GMP Wants Speedy Review Of Lowell Wind Project
07/08/10 7:34AM By John Dillon  Download MP3
(Host) Green Mountain Power wants to get a wind project built in the Northeast Kingdom by the end of 2012 - before federal tax credits expire.
The Vermont Public Service Board formally opened consideration of the project this week. And GMP has proposed an aggressive schedule for the regulatory review.
VPR's John Dillon reports:
(Dillon) Green Mountain Power and Vermont Electric Co-op want to build 21 turbines on the Lowell Mountain ridgeline to produce a maximum 63 megawatts.
GMP wants a decision from the Public Service Board by late April next year. It hopes to begin construction next summer and have the project producing power by the end of 2012.
Company spokesman Robert Dostis says the tight timeline is driven by the possible expiration of federal tax credits. He said the credits are an essential part of the project business plan.
(Dostis) "The production tax credit really makes the project affordable. In the end, it's the customers who pay for this. Our job is to bring the most cost-effective electricity to our customers. Building generation as a utility helps us accomplish that. But what makes the economics work is the availability of that production tax credit."
(Dillon) The federal tax credits are now set to expire at the end of 2012. In the past, Congress has routinely renewed them. But Dostis says GMP cannot just assume that the credits will be extended.
(Dostis) "So we will not buy turbines unless we know either the production tax credit is going to be extended - which by the time we're in the market for the turbines we probably will not know - which means then that we have to be assured that we can have those turbines up and running by the end of 2012, so we can take advantage of those incentives."

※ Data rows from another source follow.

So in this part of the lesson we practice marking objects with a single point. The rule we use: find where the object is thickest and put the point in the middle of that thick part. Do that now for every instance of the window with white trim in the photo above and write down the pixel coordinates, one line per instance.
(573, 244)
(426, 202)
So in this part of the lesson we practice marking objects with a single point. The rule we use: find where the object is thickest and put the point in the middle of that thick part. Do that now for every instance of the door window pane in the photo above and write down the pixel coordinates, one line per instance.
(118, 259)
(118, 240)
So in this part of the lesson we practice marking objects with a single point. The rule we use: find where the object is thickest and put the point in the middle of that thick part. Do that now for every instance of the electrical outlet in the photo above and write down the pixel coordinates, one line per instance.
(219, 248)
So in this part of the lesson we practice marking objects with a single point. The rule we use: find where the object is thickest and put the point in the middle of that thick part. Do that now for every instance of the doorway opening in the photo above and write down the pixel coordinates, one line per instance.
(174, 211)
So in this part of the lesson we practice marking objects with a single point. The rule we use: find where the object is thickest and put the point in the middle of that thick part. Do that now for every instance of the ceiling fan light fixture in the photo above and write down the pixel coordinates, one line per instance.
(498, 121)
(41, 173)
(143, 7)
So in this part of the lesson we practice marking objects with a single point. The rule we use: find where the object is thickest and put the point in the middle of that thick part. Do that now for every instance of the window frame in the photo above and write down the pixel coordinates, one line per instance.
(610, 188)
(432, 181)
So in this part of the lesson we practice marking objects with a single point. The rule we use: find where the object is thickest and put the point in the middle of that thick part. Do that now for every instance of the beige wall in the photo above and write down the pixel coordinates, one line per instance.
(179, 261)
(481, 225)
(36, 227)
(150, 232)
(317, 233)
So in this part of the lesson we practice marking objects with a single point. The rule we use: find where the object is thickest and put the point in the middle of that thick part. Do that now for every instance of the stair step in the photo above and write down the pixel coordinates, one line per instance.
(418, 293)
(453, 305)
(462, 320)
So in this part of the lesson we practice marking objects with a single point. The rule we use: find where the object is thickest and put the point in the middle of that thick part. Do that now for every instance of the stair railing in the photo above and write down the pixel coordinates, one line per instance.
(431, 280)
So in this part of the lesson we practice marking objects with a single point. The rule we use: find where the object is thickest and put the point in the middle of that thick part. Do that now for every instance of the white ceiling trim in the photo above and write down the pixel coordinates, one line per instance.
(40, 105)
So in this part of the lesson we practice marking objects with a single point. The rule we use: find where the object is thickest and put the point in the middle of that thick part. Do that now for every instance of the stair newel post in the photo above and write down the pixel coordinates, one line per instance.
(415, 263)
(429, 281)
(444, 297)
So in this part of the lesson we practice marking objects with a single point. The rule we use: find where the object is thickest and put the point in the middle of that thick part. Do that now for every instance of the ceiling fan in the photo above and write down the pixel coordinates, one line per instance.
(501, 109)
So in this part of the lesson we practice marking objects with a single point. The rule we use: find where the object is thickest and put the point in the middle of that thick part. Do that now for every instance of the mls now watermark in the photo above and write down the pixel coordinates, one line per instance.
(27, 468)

(Dillon) Project opponents have asked the PSB for more time to conduct studies and gather information. Jared Margolis represents the Lowell Mountain Group. He pointed out that GMP has already filed 1,300 pages of documents with the board.

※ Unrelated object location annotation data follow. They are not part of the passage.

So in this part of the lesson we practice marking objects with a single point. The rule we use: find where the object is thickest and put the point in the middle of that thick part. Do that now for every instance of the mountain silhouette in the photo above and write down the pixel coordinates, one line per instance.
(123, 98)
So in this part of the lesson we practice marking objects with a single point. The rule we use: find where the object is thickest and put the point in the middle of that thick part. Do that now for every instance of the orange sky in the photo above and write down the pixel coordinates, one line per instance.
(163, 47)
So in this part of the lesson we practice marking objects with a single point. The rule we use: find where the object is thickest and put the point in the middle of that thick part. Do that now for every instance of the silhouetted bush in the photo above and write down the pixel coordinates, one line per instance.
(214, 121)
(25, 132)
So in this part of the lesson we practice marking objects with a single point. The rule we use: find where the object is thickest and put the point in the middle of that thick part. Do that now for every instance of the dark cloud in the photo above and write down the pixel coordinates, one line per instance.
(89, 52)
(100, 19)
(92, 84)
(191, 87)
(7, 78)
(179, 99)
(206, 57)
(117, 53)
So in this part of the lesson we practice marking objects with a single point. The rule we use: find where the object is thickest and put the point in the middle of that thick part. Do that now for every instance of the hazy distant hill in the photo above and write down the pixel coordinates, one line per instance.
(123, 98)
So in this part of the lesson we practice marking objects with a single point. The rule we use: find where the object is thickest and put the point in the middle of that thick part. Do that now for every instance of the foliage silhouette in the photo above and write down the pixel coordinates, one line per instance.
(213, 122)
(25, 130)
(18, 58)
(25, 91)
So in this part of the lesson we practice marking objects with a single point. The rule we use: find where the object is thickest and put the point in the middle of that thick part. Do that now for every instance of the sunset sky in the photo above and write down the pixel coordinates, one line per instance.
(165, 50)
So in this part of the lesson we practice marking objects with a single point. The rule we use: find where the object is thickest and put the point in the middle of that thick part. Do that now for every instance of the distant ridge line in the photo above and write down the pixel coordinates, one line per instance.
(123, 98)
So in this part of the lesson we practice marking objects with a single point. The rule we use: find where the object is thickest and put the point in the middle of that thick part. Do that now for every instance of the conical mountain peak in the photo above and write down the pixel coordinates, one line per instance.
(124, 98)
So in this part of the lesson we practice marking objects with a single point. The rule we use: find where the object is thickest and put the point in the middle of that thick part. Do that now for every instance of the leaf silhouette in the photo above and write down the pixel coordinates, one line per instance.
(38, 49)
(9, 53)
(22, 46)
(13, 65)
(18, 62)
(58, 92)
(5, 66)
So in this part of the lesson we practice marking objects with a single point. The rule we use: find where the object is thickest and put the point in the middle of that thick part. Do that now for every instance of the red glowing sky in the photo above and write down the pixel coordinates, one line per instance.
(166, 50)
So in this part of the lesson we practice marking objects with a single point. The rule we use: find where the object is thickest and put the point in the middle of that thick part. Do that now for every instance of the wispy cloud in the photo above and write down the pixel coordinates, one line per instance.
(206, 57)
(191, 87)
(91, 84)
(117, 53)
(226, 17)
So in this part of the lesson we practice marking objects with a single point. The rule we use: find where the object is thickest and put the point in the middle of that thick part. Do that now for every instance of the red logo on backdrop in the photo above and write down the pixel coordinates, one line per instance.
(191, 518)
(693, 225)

(Margolis) "The petitioners' proposed schedule has us pre-filing testimony at the end of September. That is not very long from now, and is just absolutely not enough time for us to do what we need to do to be ready for that."
(Dillon) Lowell resident Don Nelson was also at the PSB hearing. His family farm is at the foot of Lowell Mountain, and Nelson worries about the project's environmental and aesthetic impact.
(Nelson) "To me the worst thing we can do in the state of Vermont is throw away our mountains. They want to blast the tops of the mountains, put up these things. And he admitted right there the only reason he's doing it is for tax credits and stuff like that. We're planning our energy future on subsidies that are going to come to an end."
(Dillon) GMP says the project can be built with minimal impact on the environment or the views in the Northeast Kingdom.
The Public Service Board said it will set a schedule soon in the Lowell Mountain case.
For VPR News, I'm John Dillon in Montpelier.